9 March 2009
Mercury: Court orders immediate probe – Progress for shack dwellers in housing row
http://www.themercury.co.za/index.php?fArticleId=4879172
Court orders immediate probe
Progress for shack dwellers in housing row
March 09, 2009 Edition 1
Tania Broughton
A Durban High Court has ordered an immediate investigation into the “corrupt allocation” of housing at a low-cost estate in northern Durban, and wants a report on it in two months.
Nelson Mandela’s granddaughter, Nandi Mandela, is named in court papers as being involved in the alleged scam because she is a director of the consultancy hired by the eThekwini Municipality and the provincial Department of Transport to do the allocation.
In a “structured interdict”, Judge Themba Sishi also wants reports every three months on the conditions in a nearby transit camp, to where those who lost out on the formal houses are now being forced to move because their shack settlement is in the path of the construction of a major arterial road.
And he has ordered the municipality to provide permanent housing to those affected in a year.
The issue was raised late last year when the transport department brought an urgent application to evict the 50 families who live in the Siyanda settlement in KwaDabeka so that their homes could be bulldozed to make way for the R550 million MR577 which will cross the Mgeni River to link Inanda and Pinetown.
The residents fought back.
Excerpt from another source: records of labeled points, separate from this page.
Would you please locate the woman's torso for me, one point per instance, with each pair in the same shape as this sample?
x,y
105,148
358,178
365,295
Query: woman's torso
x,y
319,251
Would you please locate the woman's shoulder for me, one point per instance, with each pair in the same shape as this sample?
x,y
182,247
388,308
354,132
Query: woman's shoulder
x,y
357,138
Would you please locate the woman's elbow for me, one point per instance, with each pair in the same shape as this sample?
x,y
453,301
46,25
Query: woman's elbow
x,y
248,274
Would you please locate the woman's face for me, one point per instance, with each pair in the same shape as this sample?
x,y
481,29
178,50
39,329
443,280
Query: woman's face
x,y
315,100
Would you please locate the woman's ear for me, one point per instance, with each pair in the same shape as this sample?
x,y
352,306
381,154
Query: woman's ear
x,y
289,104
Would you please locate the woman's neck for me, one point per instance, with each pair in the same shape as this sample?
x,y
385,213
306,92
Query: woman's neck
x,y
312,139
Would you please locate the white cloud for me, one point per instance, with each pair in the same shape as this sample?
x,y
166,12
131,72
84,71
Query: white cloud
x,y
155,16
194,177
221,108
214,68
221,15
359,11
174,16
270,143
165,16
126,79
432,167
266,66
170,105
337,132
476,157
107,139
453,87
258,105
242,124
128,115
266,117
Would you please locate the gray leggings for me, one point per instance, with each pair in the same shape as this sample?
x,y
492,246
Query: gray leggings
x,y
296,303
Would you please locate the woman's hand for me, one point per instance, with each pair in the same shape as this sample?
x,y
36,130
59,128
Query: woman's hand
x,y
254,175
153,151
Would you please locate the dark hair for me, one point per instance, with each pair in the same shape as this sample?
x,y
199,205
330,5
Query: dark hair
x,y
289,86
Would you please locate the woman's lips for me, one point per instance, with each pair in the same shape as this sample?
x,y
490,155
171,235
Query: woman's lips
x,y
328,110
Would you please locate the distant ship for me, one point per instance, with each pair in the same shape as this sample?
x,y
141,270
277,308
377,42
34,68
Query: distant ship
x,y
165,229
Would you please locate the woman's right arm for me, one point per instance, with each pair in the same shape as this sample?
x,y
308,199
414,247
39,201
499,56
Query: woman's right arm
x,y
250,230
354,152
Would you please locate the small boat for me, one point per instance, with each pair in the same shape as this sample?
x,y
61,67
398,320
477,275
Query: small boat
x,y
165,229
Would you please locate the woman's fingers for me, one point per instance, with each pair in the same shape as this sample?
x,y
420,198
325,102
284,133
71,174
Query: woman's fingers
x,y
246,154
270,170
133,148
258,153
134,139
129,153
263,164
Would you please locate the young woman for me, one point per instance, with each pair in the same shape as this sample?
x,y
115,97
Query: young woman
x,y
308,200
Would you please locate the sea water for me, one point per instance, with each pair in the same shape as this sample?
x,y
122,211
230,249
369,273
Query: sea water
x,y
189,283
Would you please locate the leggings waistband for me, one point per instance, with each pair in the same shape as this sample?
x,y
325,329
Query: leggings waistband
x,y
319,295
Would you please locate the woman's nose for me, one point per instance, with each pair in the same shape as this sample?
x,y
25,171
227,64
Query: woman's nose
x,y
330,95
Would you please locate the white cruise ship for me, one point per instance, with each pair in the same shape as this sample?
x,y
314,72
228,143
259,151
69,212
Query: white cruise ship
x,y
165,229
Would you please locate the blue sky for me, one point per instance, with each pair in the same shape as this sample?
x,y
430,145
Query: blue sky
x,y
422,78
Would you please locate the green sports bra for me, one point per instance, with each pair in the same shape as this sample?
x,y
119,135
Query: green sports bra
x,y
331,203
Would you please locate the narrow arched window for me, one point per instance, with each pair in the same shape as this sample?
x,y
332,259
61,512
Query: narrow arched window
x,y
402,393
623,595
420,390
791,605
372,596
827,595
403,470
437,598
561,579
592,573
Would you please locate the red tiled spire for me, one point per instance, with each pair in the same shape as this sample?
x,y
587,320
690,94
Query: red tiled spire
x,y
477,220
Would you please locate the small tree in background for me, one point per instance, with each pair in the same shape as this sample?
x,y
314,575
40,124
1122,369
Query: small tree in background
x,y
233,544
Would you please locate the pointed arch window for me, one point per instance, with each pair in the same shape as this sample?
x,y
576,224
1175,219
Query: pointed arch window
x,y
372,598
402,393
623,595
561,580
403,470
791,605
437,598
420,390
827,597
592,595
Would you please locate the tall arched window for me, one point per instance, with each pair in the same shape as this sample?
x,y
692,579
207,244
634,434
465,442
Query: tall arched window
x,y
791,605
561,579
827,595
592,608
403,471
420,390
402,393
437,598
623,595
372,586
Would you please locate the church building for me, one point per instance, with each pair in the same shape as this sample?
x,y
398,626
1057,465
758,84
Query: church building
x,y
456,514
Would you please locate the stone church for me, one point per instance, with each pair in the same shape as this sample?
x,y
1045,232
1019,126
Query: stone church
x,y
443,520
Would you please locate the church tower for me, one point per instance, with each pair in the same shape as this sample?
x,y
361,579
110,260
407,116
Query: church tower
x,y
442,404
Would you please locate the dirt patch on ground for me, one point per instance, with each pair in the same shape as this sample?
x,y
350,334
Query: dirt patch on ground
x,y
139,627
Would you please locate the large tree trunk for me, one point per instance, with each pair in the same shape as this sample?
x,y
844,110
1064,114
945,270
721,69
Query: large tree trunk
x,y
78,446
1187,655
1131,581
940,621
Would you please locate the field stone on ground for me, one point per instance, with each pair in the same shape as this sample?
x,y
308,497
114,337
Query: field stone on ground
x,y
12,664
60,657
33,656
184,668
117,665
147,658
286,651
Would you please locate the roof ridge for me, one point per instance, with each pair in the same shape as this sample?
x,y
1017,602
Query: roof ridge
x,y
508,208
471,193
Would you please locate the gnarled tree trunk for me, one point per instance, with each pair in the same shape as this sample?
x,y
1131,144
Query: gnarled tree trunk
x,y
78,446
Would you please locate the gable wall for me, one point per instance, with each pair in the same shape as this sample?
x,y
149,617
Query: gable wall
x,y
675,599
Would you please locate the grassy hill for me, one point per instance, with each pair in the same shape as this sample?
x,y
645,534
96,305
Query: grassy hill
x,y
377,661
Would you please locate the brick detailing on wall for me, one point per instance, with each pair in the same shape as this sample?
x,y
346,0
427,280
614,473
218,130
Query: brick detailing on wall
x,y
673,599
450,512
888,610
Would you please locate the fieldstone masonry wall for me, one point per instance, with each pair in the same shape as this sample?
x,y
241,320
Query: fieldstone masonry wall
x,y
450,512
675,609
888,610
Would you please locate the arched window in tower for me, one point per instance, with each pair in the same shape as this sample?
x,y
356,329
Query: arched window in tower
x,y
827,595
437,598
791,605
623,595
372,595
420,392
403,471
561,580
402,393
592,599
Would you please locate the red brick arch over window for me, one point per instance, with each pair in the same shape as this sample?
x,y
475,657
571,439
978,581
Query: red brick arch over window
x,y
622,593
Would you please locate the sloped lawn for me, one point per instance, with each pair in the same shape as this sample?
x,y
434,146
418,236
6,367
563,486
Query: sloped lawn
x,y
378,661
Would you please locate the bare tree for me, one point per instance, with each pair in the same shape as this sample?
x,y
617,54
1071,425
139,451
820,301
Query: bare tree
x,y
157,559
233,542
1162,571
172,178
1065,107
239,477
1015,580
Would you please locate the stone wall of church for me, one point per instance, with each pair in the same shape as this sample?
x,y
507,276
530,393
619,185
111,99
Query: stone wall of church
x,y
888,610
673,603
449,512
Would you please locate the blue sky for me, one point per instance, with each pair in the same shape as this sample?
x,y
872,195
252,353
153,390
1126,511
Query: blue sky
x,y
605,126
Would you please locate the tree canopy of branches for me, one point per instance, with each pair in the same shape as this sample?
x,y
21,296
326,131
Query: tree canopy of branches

They said that they had been promised brick, “better-than-RDP” houses at the nearby Khulula formal housing estate by Mandela’s Linda Masinga and Associates in 2005.
They said that those houses had now been given to “outsiders”- a fact conceded by Mandela – and they were now being forced to move to an “unsightly and uninhabitable” transit camp about 1.5km away.
They said transit camps were like concentration camps with razor-wire fencing, spotlights, single entrances and 24-hour police guards. Residents were often highly controlled in these places, as if they were in prisons.
They would be forced to live in containers with no access to decent amenities, and would then simply “fall off the radar” and be forgotten, like others who had been forced to move to such camps.
While the shack dwellers were refusing to move, Durban’s Legal Resources Centre drafted new court papers suggesting the “structured interdict”.
At a hearing in the judge’s chambers on Friday, the interdict was made an order of court with the consent of the transport department. Although named as a party to the proceedings, the municipality remained silent on the issue.
In terms of the order, the Siyanda families agreed to move to the camp by March 17.
S’bu Zikode, of shack dwellers’ movement Abahlali baseMjondolo, which supported the residents in their court battle, said the state’s compliance with the orders would be monitored.
“We also insist that the investigation into corruption must be done independently,” he said. “This is major progress. There is now judicial oversight over the camps and claims of corruption.”
However, he said, problems were already looming because a site visit to the camp at the weekend had revealed that there were only 23 rooms available for the 50 families, no clean running water, and blocked toilets, despite assurances given to the judge by transport department lawyers.
“The judge was given wrong information. We will be contacting our lawyers on Monday to discuss the way forward,” said Zikode.